In the early morning of June 11 last year, a group of people riding motorbikes used guns and other weapons to attack the local political headquarters and police offices in the Cu Kuin district of Dak Lak province.

Individuals are not allowed to own firearms in Vietnam and gun violence is extremely rare.

Nine people were killed, including four police officers, two local officials and three civilians.

Tuesday’s trial, at the prison where the accused are being held, saw 98 people charged with terrorism, one with hiding criminals and the other with intermediating illegal immigration, state-run Tuoi Tre newspaper reported.

Six of the accused are being tried in absentia, and are under international arrest warrants.

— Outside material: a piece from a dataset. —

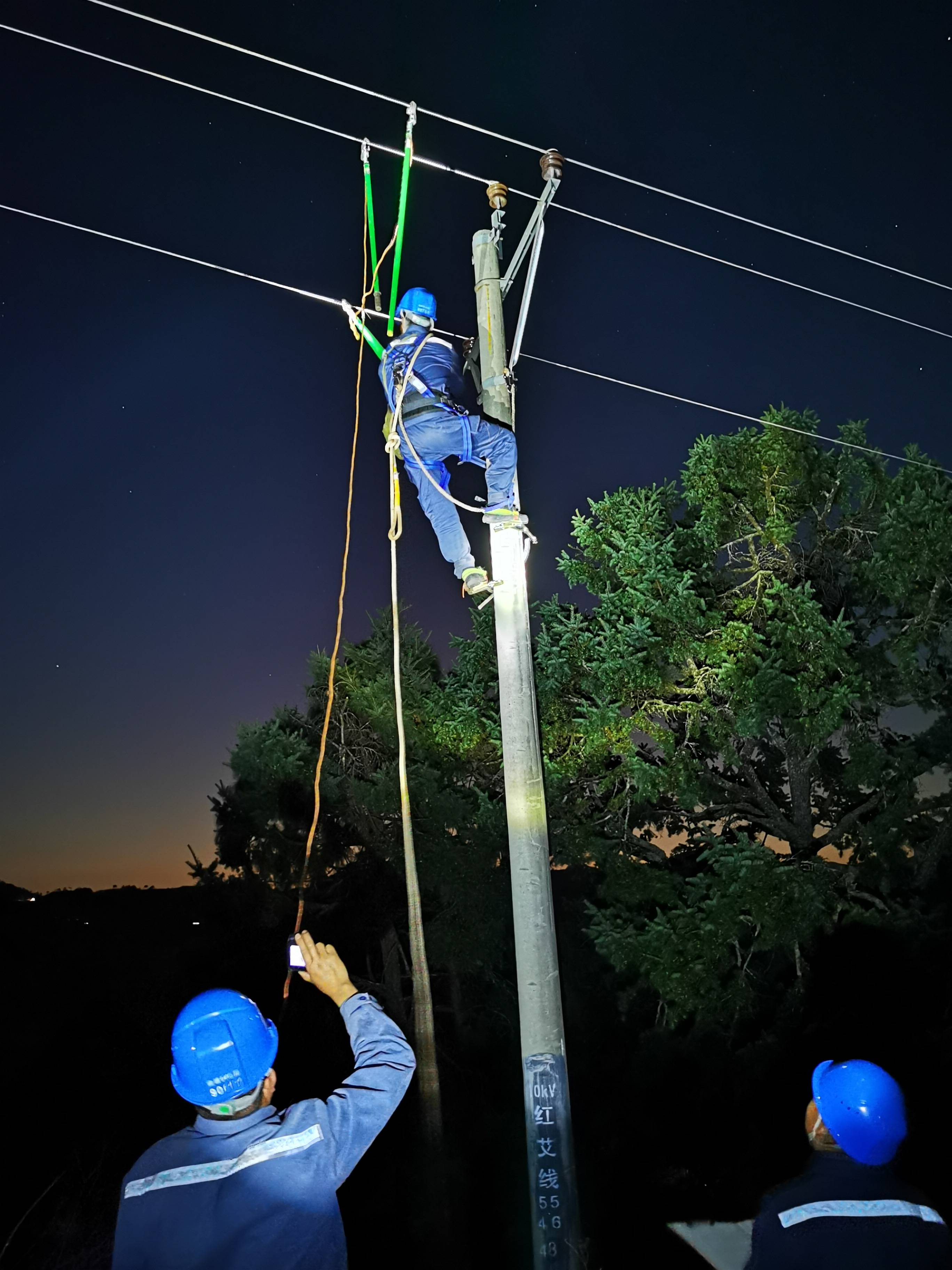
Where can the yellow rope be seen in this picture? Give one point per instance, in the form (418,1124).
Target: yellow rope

“The case was especially serious… with the terrorists aiming to overthrow the state, to establish the so-called Dega state,” H’Yim Kdoh, deputy chair of Dak Lak People’s Committee, said according to the Tuoi Tre report.

The Dega are one of the ethnic minority groups from Vietnam’s Central Highlands, an area that has long been a hotbed of discontent over issues that include land rights.

Communist authorities refer to followers of Protestantism in the Central Highlands as “Dega Protestants” — a group seeking autonomy from the state and is linked to Montagnard political exiles in the United States.

Montagnards — the collective name for various tribes in the area — sided with the US-backed south during Vietnam’s decades-long war. Some are also calling for more autonomy, while others abroad advocate independence for the region.

According to Tuoi Tre, H’Yim said that during the investigation the defendants confessed to the charges, but said they had been forced into the attack.

Police confiscated a total of 23 guns and rifles, two grenades, 1,199 bullets and other explosive devices following the attacks, which they described as “barbaric and inhumane”.

The trial was scheduled for 10 days.

Punishment for terrorist offences in Vietnam can include the death penalty.